This guide covers and includes:
- Key constraints in die cutting various materials;
- A comparison of rotary and flatbed, the most common processes used;
- An in-depth material chart that accounts for tolerance differences; and
- A guide to using this information when consulting with vendors
Die Cutting Size Chart: Materials and Size Limitations
Selecting the right die cutting method depends on the material type and the required dimensions. The following chart outlines die cutting size capabilities for common materials:
| Material | Max Sheet Size (Flatbed) | Max Roll Width (Rotary) | Thickness Limit (Flatbed) | Thickness Limit (Rotary) |
| Paper & Cardboard | 40″ x 96″ | 16″ (slit from jumbo) | Up to 0.5″ | Up to 0.015″ |
| Plastic Films | 36″ x 72″ | 16″ | Up to 0.25″ | Up to 0.015″ |
| Rubber & Foam | 40″ x 96″ | 16″ | Up to 0.5″ | Up to 0.015″ |
| Adhesives & Labels | 24″ x 36″ | 16″ | Up to 0.125″ | Up to 0.015″ |
| Metal Foils | 24″ x 36″ | 16″ | Up to 0.1″ | Up to 0.015″ |
| Gaskets & Composites | 40″ x 96″ | N/A | Up to 0.5″ | N/A |
Key Die Cutting Size Constraints
Die cutting is subject to several limitations that affect the maximum and minimum size of the parts that can be produced, specifically: machine capabilities, material properties, and tolerance requirements.

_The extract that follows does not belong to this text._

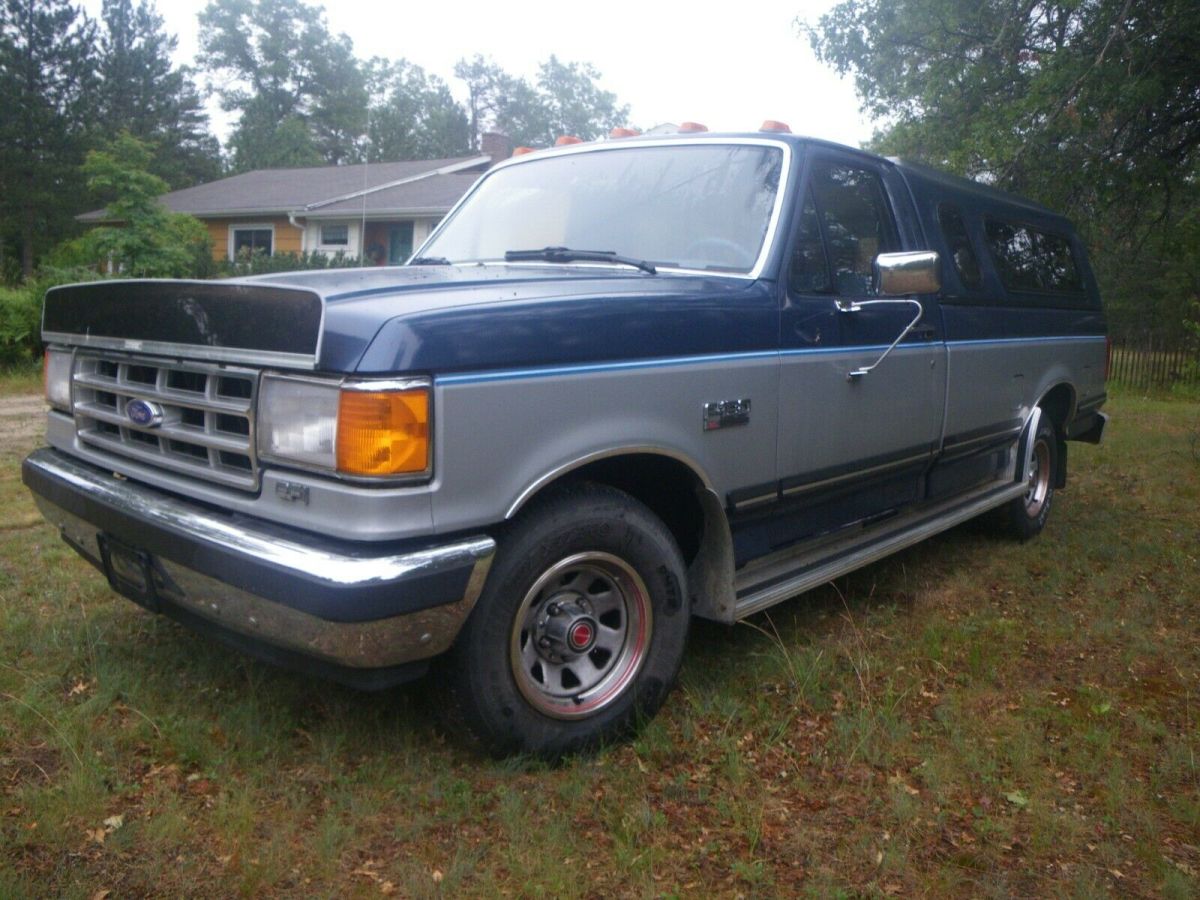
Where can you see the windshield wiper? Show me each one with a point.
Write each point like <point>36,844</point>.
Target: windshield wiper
<point>565,255</point>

Factors Affecting Die Cutting Size
| Factor | Impact on Die Cutting Size |
| Machine Bed Size | Limits max sheet size for flatbed cutting |
| Roll Width | Determines max width for rotary cutting |
| Material Type | Some materials stretch/deform, affecting precision |
| Tolerance Levels | Dictates final part accuracy in manufacturing |
Additional factors include the complexity of the design and cutting die wear over time. Sharp dies can produce highly precise cuts, while dull dies may lead to deviations, affecting tolerances. The temperature and humidity conditions in a production environment can also influence material behavior, especially with adhesives and foams.
Material Behavior During Cutting
Different materials react uniquely to the cutting process, which affects the quality and precision of the final product. To avoid issues with quality and precision, thinner materials or special dies may be used, but in general die cutters will adjust dimensions first, where possible. Below are some key material impacts on die cutting:
- Paper & Cardboard: These materials cut cleanly but can fray at the edges if the die is dull. Paper thickness affects tear resistance, requiring careful consideration of force applied.
- Plastic Films: Films are prone to stretching, which can lead to dimensional inaccuracies. Rotary cutting is preferred for thin plastics to minimize distortion.
- Rubber & Foam: These materials compress during cutting, which can cause rebound effects leading to slight dimensional changes. Proper die clearance is needed to compensate for this.
- Adhesives & Labels: Adhesive-backed materials may experience edge residue buildup on cutting dies, necessitating periodic cleaning to maintain precision.
- Metal Foils: Thin metal foils require high-pressure flatbed cutting to prevent warping or wrinkling. Too much force can cause micro-tears in the material.
- Gaskets & Composites: Composite materials can have multiple layers with different hardness levels, requiring precision cutting to avoid delamination.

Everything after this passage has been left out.